La critique de Claude

Robert_LittellCe roman de 1991 n’a jamais été traduit en français, ce qui surprend, tant il est haletant et bien écrit ; vous le trouverez soit sur internet, soit à Paris, chez WH SMITH, 248 rue de Rivoli. (Penguin Books, 15 €).

Dans les sous-sols du Pentagone se réunit un petit groupe de glorieux retraités, qui regrettent tant la Guerre froide qu’ils tentent de la rallumer.

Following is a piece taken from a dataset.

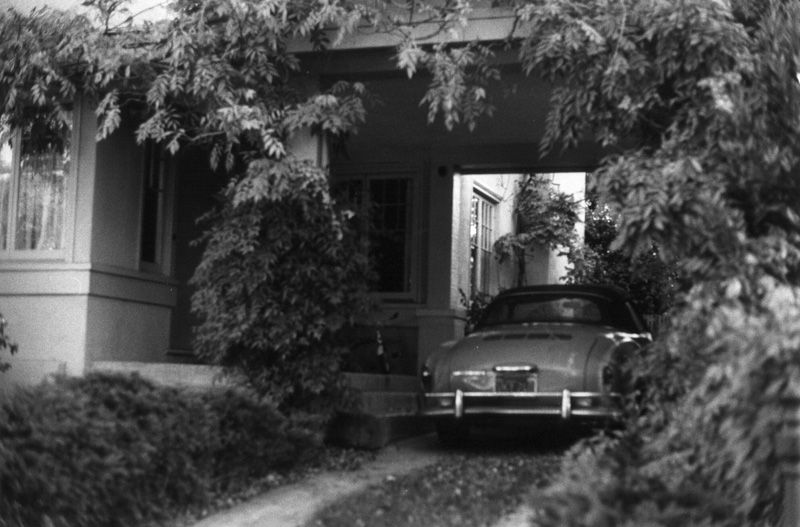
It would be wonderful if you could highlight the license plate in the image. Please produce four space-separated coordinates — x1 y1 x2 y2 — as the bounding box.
496 374 538 393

Comme ils ont encore accès à de petits budgets, et que personne ne se méfie d’eux, ils vont introduire un virus à l’Ambassade américaine de Moscou, sous la forme d’un jeune et brillant diplômé de littérature russe. Il vivra l’amour fou avec une poètesse russe désespérée – ce goût des poëtes donnera plus tard la merveilleuse « Hirondelle avant l’orage », histoire d’Ossip Mandelstam, dont ce Blog a rendu compte. Ben Bassett tombera vite, et comme prévu, dans les griffes d’une bande d’alcoolo-espions, aussi ridicules que criminels, ce qui reste du KGB. Les deux vieux briscards  de l’Ambassade chargés de la sécurité vont ajouter leurs impairs aux intox organisées, dans une ambiance de saoulographie débridée qui n’est pas sans rappeler "l’Orchestre", décidément nous sommes présents partout !.

052On rit beaucoup, mais au passage on voit le KGB recourir à un chantage abominable au médicament indispensable à un enfant leucémique. Dors tranquille, ö lecteur : les méchants seront confondus, les malins tziganes exfiltreront les innocents, et les comploteurs de l’ombre seront dissous – enfin, semble-t’il…-.

« An agent in place » est  un livre superbement écrit, et nos « auteurs » français, y compris magistrats de haut rang avides de plateaux-télé, devraient le lire pour mesurer le chemin qui leur reste à parcourir dans le noble, mais difficile métier d’écrivain.